With more than 40 years of experience serving the world’s rich and famous it is little wonder that Osman has had some demanding clients, but he is quick to point out that the more difficult the client, the greater the opportunity for job satisfaction.

“I do not mean to sound arrogant or complacent, but I know that my team and I, from the chefs to the waiters, do a great job. Our rooms will be immaculate, the food delicious and the service exemplary and I always enjoy a challenge. I recall a time at the Waldorf in the 1980s when Robert Maxwell required two bottles of vintage 1962 Dom Perignon champagne otherwise he would leave the hotel. In the 1980s, London wasn’t quite the culinary and gastronomic centre that it is now and this champagne was incredibly rare. We searched across the UK and although it took two days we eventually found it at another London hotel. He was delighted and it was hugely satisfying for me and the team to be able to fulfil his unusual request.

“The client’s happiness is always my number one priority. I cannot let them leave the restaurant or the event unless they are happy. A lot of the time they can be wrong on issues but you have to make them feel like they’re right. I remember another occasion at the Waldorf when a guest wanted a double Louis Tres Cognac with ice and coke. The wine waiter refused to serve it because it was almost criminal to ruin such fine Cognac with ice and coke but I had to overrule him because the customer’s experience was paramount.”

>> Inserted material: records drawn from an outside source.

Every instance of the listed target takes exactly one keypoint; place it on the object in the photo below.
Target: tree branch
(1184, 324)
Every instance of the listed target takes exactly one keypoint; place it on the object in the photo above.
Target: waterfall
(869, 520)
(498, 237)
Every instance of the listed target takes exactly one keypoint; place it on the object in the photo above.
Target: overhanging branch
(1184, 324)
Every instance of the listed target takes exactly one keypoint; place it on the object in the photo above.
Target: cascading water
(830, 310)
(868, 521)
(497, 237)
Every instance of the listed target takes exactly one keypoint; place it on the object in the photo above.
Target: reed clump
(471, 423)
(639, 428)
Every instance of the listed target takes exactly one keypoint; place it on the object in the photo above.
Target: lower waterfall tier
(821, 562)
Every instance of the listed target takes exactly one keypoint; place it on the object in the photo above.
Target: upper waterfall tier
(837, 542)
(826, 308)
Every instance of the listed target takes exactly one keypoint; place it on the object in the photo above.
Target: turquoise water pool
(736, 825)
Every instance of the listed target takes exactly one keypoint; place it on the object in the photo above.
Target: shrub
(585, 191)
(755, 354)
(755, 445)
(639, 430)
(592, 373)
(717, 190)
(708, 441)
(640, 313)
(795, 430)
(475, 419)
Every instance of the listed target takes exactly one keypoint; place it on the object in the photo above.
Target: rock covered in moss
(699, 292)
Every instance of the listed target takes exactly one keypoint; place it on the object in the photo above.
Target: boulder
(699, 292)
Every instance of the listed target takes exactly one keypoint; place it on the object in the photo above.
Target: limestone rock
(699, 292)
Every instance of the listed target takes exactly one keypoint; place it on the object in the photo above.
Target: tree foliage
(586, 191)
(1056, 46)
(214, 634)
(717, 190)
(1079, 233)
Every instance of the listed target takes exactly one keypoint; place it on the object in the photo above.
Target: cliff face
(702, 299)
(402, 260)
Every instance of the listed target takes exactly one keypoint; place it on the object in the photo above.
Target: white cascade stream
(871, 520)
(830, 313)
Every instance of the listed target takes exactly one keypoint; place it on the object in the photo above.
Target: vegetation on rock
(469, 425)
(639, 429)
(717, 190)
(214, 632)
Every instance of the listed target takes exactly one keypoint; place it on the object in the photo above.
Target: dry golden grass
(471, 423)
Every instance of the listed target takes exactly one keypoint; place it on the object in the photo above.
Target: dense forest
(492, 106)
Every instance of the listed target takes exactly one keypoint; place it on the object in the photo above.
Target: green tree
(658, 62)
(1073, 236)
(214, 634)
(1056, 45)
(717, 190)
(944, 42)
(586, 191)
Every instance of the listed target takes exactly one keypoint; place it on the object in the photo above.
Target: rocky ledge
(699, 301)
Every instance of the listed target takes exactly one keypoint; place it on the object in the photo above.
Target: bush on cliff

It has been a particularly busy year for Osman. As well as looking after the Queen at Royal Ascot and a dinner for her at Windsor Castle to celebrate 300 years of Royal Ascot, there has been the little matter of the Olympics, where Osman was also looking after the Royal family as well as international heads of state and other dignitaries. “The Olympics was spectacular with an incredible atmosphere and so many important guests, but my favourite event of the year and possibly ever was the Royal Ascot 300 year anniversary dinner at Windsor Castle. There are occasions when everything harmonises for a perfect event and this was one of those times; the room was spectacular, the food was incredible and our staff were impeccable. “Serving the Queen is always the highest honour. She is so polite, warm and easy going and always grateful even though she requires the minimum of fuss – just a nice slice of tongue and a few potatoes.”

Ascot Authority BoxSince 1972, Osman has seen many trends and innovations in food and drink but thinks some things will never change. “The need for high quality service and staff remain the same now as it was in 1972 when I started. All careers are tough at the beginning as you find your way, but if you put the effort in I guarantee that working front of house in a restaurant or in a hospitality environment is fantastic. You meet all sorts of people and it’s a job of continual rewards and satisfaction. Every minute of the day there are different people; different requests and you never know what is coming from one moment to the next. It’s so exciting!”